Por si fuera poco, no dormir lo suficiente contribuye a problemas de obesidad, diabetes y por supuesto, a un mal humor. ¿Has escuchado la expresión “se levantó del lado equivocado de la cama”? Si bien algunos factores como el estrés o eventos traumáticos en tu vida pueden contribuir a noches enteras sin sueño, la falta de sueño constante puede ser señal de un problema de salud más graves, como depresión y desórdenes de sueño como apnea.

Si te preocupa que pudiera tratarse de eso, nunca está de más acudir al doctor y despejar todas estas dudas. Un profesional puede recomendarte el medicamento o terapia adecuada, dependiendo de los resultados de una evaluación previa.

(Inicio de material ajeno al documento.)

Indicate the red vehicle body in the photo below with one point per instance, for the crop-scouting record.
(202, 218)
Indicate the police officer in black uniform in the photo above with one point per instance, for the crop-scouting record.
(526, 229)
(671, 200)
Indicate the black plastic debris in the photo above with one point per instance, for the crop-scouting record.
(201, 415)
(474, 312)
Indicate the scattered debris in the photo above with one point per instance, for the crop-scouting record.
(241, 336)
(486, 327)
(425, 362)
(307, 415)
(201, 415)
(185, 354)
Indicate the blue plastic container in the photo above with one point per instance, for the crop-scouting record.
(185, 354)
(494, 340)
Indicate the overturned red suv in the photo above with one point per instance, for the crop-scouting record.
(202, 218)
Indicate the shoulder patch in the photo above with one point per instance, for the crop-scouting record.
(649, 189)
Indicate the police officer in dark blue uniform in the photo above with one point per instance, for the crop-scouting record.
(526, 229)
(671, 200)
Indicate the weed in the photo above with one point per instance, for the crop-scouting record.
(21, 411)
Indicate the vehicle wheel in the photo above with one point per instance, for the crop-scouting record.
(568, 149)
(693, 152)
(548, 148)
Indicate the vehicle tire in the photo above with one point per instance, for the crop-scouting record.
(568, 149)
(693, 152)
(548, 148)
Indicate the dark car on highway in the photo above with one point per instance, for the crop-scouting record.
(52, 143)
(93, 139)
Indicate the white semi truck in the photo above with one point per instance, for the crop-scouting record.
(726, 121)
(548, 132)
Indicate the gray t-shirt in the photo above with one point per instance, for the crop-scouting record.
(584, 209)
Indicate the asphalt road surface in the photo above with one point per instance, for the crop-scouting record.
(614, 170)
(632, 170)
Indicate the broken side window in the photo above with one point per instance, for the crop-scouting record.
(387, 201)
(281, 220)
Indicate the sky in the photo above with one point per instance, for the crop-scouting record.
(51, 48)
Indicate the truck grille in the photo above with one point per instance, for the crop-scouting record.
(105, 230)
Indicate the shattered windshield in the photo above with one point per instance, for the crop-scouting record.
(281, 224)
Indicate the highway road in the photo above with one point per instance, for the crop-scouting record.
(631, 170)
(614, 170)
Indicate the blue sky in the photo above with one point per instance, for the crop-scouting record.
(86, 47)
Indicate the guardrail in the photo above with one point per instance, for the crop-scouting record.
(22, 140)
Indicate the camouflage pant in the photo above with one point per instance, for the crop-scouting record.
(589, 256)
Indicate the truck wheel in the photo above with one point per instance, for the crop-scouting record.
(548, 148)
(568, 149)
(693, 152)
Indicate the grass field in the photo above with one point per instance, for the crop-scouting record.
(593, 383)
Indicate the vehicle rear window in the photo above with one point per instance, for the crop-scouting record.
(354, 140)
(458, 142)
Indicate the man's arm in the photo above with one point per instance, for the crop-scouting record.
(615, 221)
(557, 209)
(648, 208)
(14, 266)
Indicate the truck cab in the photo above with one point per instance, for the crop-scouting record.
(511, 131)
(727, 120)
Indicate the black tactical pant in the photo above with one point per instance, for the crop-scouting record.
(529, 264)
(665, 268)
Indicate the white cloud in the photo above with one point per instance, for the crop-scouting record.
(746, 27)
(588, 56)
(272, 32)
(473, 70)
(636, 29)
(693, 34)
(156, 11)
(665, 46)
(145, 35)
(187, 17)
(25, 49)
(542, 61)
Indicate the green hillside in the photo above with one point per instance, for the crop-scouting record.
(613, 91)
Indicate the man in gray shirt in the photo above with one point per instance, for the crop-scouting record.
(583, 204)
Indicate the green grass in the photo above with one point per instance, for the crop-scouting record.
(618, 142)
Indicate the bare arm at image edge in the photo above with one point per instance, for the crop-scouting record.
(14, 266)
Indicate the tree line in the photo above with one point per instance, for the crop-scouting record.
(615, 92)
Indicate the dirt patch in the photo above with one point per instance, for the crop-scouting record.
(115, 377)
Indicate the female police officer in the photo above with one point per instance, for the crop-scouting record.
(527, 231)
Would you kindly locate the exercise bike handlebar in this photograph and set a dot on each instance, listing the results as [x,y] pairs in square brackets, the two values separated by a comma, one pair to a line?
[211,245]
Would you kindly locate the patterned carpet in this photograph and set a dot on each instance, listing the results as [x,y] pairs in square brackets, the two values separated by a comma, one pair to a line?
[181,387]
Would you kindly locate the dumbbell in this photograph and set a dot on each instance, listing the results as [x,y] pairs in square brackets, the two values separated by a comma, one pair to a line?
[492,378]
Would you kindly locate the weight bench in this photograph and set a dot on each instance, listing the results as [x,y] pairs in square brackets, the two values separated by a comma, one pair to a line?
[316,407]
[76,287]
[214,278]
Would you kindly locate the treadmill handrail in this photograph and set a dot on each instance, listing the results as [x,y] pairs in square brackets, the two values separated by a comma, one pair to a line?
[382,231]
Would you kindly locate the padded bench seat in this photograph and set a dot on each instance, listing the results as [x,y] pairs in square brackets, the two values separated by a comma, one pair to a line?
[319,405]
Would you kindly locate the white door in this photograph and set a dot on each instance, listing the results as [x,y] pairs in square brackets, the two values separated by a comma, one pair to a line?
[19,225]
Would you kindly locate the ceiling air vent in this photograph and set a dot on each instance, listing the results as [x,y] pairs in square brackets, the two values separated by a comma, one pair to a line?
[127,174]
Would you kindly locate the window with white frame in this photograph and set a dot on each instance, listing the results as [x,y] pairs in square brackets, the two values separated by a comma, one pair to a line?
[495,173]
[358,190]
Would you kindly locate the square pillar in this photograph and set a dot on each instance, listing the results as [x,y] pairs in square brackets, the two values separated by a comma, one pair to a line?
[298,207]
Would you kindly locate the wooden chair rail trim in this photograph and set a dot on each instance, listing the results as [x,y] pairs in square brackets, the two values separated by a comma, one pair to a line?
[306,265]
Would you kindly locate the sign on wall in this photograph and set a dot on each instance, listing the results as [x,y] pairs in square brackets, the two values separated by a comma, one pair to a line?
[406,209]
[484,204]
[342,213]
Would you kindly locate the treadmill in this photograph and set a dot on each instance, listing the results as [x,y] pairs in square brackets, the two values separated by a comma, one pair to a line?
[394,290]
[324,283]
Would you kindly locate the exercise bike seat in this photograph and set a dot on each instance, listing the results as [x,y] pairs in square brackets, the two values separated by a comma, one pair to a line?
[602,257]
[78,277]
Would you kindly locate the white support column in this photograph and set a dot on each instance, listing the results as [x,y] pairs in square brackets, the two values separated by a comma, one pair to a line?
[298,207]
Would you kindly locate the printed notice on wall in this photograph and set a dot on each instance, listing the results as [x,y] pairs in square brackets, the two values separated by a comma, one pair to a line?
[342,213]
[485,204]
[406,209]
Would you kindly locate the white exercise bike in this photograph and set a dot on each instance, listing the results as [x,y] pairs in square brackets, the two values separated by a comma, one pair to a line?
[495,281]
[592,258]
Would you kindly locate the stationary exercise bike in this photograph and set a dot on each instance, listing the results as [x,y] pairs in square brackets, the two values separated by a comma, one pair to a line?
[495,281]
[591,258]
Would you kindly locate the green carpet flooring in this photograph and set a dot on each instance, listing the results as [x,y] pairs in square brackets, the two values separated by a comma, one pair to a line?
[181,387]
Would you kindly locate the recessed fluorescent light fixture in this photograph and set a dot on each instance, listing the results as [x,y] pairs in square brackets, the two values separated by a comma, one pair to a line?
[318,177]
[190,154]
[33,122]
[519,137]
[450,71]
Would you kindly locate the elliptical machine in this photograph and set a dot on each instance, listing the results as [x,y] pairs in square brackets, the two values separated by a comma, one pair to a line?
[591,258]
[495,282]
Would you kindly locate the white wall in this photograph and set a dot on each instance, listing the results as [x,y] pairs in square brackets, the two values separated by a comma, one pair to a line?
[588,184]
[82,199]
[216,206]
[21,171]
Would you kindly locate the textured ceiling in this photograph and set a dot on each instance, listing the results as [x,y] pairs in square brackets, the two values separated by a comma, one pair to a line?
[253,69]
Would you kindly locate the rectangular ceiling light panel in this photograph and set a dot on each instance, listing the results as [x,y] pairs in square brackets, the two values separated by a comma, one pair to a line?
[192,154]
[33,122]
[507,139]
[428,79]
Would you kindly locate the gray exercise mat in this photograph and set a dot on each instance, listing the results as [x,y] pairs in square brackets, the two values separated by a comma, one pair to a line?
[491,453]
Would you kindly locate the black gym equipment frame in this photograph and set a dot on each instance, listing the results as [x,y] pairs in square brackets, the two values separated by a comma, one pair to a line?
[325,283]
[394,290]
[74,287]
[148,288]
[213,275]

Así que, para evitar estos malestares que no solo perjudican tu humor sino tu salud, échale un vistazo a estos prácticos consejos que podrás poner en práctica para lograr un mejor sueño.

Establece una hora para ir a la cama dentro de tu rutina. Al hacer eso, ayudarás a que tu cuerpo comience a acostumbrarse a una hora específica en la que es hay que hacer a un lado el estrés y relajarse. Intenta ir a la cama todos los días a la misma hora y de ser posible, hasta los fines de semana.

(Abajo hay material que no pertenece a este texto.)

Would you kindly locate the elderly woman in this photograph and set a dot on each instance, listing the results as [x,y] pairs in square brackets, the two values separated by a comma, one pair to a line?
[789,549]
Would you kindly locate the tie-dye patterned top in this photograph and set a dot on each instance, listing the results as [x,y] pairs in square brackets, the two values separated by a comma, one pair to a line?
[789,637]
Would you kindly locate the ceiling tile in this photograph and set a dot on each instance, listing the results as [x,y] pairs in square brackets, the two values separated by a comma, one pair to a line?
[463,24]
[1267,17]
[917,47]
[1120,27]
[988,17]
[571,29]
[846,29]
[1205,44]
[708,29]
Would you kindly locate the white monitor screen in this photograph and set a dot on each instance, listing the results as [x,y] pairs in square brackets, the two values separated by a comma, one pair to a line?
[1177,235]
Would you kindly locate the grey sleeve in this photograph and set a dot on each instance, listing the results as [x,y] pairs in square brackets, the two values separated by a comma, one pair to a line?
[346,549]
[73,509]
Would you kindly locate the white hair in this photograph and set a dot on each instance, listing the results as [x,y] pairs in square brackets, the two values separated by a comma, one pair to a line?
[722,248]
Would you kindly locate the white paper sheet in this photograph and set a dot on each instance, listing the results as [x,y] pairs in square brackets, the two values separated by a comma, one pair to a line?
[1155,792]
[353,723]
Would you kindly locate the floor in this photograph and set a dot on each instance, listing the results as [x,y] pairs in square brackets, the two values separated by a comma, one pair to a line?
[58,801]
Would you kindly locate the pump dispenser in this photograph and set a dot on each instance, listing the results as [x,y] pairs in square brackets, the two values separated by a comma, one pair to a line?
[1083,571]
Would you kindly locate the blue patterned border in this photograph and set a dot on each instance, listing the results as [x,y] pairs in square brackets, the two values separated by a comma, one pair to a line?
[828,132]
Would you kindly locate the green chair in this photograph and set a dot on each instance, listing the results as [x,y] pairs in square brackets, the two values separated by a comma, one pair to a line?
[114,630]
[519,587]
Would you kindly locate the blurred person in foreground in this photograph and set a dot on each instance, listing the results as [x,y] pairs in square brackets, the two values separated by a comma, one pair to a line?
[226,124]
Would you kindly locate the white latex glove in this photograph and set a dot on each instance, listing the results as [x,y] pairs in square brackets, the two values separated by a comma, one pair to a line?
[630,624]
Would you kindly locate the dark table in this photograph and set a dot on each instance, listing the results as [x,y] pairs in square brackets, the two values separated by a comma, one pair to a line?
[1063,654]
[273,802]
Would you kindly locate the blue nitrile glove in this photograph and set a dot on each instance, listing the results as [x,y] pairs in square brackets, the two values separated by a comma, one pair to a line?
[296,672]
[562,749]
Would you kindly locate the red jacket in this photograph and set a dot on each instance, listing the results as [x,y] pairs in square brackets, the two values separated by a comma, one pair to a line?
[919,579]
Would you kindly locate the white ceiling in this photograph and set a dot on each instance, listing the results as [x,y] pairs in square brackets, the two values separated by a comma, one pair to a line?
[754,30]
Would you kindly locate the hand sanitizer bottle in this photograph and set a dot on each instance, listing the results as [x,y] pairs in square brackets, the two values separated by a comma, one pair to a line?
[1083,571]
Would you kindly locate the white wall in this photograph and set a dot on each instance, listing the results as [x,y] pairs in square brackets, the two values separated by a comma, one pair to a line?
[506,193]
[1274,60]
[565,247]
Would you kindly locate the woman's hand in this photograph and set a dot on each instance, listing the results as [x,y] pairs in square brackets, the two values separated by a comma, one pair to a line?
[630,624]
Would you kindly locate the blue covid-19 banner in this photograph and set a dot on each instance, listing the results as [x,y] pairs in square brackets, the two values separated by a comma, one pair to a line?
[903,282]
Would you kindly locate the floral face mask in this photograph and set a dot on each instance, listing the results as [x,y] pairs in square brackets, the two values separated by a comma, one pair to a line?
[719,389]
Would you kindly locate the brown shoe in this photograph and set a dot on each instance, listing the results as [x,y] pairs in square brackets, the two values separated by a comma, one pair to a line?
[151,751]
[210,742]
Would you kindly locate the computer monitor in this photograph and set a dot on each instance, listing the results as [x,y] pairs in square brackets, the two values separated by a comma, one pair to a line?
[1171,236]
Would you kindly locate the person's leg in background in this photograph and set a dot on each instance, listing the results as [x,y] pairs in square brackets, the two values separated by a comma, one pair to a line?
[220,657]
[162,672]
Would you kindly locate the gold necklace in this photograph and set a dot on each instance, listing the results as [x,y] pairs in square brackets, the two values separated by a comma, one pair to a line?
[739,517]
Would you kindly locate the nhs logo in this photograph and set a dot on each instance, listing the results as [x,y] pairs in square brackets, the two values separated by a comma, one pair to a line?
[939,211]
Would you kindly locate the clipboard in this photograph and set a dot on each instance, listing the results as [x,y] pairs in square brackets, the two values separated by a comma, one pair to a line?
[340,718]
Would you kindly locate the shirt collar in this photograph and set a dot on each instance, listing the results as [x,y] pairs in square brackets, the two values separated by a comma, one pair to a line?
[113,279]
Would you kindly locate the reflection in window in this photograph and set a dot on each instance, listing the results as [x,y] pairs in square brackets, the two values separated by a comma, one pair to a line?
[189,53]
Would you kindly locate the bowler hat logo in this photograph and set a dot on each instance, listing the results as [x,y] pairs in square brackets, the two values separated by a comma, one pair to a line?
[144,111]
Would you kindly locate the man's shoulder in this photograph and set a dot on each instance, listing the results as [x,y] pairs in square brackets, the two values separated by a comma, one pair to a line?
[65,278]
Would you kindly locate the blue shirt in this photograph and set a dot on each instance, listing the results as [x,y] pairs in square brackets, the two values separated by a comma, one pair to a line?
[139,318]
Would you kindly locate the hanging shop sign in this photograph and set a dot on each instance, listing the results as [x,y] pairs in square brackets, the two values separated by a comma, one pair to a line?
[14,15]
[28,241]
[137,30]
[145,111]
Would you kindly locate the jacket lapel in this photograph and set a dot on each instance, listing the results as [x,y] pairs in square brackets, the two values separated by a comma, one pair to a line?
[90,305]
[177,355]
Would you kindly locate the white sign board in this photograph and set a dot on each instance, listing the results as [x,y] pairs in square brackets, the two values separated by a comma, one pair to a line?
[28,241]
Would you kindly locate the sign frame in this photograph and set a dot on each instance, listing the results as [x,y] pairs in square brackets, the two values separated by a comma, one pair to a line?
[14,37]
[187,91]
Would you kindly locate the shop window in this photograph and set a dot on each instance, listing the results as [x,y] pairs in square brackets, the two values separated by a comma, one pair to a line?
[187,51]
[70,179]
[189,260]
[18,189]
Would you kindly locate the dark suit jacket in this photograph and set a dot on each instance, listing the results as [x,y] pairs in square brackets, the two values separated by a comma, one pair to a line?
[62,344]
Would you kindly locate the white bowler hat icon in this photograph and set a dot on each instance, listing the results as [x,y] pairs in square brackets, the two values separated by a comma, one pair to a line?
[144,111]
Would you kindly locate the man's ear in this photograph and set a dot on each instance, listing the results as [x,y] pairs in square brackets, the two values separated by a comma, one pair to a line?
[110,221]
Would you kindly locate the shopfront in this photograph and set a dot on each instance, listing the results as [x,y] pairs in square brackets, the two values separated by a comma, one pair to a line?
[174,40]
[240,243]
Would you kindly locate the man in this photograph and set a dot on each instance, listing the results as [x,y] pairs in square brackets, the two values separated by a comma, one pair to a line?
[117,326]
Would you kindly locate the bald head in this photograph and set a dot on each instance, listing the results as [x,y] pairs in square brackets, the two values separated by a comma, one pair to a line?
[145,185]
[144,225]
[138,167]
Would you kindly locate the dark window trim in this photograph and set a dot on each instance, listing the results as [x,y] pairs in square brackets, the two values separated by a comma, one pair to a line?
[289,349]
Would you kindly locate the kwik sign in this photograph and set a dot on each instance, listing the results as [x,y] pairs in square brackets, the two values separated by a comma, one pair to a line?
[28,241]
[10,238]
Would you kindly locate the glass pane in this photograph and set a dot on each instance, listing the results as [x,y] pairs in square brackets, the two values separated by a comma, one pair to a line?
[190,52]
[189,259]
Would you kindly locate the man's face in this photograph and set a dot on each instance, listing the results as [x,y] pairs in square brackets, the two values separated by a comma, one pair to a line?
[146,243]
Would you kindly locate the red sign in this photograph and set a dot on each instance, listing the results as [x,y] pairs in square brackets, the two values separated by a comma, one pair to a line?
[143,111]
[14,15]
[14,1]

Deshazte del estrés a través de la escritura. Se sabe que todas las actividades estresantes propician la liberación de las hormonas que nos mantienen estresados y por ende, en alerta constante. Pero si escribes todos esos pensamientos estresantes en un diario o simplemente los anotas por ahí, esto podría ayudarte a olvidarte de todos esos pensamientos que no te permiten estar en calma una vez que los pongas por escrito. Los estudios sugieren que cierto tipo de terapias que incluyen la escritura te permiten a diario concentrarte   más en los aspectos positivos que en los negativos.

Cuida tus reservas de magnesio. Los estudios sugieren que el magnesio juega un papel muy importante en la habilidad para dormir durante toda la noche. Podrías comenzar a incluir en tu dieta comida que sea rica en magnesio, como la calabaza, las semillas y  las espinacas. O bien, comenzar a ingerir complementos alimenticios que puedes comprar fácilmente en tiendas de vitaminas  y beberlas unas dos horas antes de ir a la cama.

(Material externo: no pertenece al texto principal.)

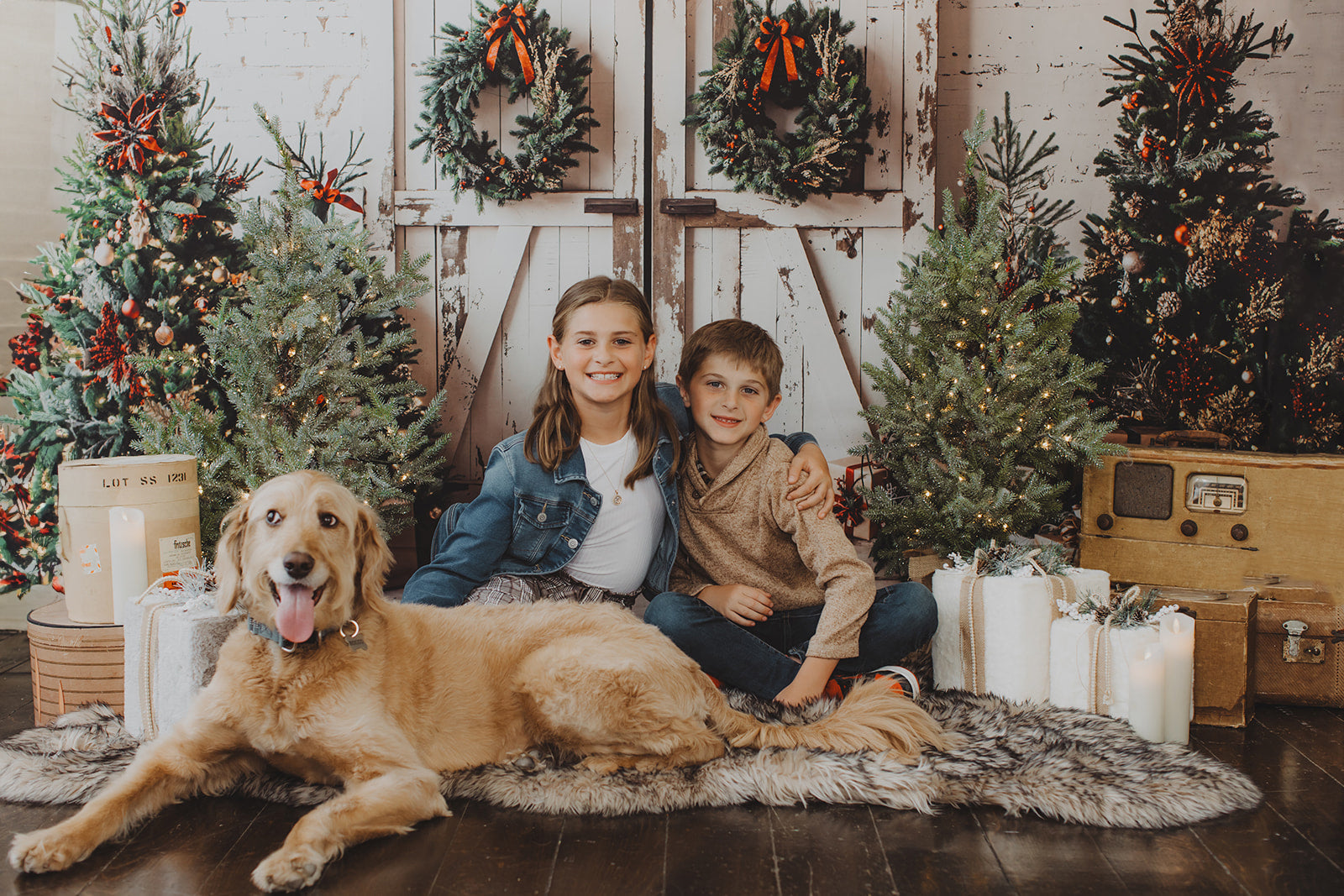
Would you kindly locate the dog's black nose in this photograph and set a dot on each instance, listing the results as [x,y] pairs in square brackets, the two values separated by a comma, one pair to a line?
[299,563]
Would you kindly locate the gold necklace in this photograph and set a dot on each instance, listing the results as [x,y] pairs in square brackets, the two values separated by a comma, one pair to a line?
[616,492]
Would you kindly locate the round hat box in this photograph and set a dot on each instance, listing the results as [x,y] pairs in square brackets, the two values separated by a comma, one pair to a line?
[73,663]
[159,486]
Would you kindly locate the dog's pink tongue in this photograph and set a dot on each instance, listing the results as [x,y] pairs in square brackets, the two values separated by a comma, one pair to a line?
[295,614]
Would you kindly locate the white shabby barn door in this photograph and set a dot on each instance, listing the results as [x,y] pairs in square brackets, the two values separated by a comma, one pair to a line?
[812,275]
[499,271]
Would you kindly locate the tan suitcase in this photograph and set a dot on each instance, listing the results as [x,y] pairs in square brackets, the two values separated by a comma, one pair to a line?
[1225,668]
[1299,647]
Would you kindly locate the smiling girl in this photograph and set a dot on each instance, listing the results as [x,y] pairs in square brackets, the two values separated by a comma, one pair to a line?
[584,504]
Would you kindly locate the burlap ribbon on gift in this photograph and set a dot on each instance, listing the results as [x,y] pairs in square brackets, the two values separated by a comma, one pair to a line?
[175,590]
[1100,661]
[974,618]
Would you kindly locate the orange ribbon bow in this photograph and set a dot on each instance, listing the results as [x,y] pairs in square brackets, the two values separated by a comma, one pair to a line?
[777,35]
[510,22]
[328,192]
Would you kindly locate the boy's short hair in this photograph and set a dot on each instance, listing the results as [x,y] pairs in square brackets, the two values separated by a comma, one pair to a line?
[741,340]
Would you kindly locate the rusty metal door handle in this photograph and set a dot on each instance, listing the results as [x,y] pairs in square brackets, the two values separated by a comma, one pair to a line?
[689,206]
[597,206]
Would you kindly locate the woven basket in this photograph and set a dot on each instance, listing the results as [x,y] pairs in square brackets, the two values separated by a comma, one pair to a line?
[73,663]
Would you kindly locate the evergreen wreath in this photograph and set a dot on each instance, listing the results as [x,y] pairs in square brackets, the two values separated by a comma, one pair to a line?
[514,46]
[795,60]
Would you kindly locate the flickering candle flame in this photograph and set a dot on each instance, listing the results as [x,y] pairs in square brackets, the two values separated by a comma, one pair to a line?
[1178,641]
[1147,691]
[129,560]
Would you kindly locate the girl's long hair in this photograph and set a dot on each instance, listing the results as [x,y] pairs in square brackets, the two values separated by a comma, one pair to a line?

Bebe más té. Algunas infusiones o tés son una opción natural completamente inofensiva que te ayudarán a reducir la ansiedad y te facilitarán conciliar el sueño.

Ejercítate regularmente. El ejercicio aeróbico disminuye la latencia del sueño y el tiempo que pasaban despiertos en un 36% e incremento el tiempo total de sueño en un 21% como así también, mejoro la eficiencia de las horas de descanso.

Acostumbra a tomar una siesta breve.  Tomar una siesta  después de comer nos ayudará en primer lugar a aliviar tensiones físicas. A lo largo de la mañana no paramos de realizar diferentes actividades que nos dejan bastante cansados. Un descanso a la mitad de la jornada nos ayudará a reponernos y recobrar fuerzas para seguir adelante todo lo que nos resta de día. Sin embargo, nunca debemos sobrepasar la media hora, ya que el efecto será el contrario, pues nos dejará una sensación de malestar y de cansancio mayor de la que teníamos antes de echarnos a dormir y nos dificultará dormir por la noche.

Duerme por lo menos 7 horas al día.  La mayoría de los adultos necesitan dormir de 7 a 8 horas cada noche. Si tienes problemas en dormir, cambia tu rutina para dormir el tiempo que necesitas. Es muy difícil cambiar o romper el ciclo natural del sueño. Cuando las personas tienen que trabajar durante la noche, les es difícil dormir lo suficiente durante el día.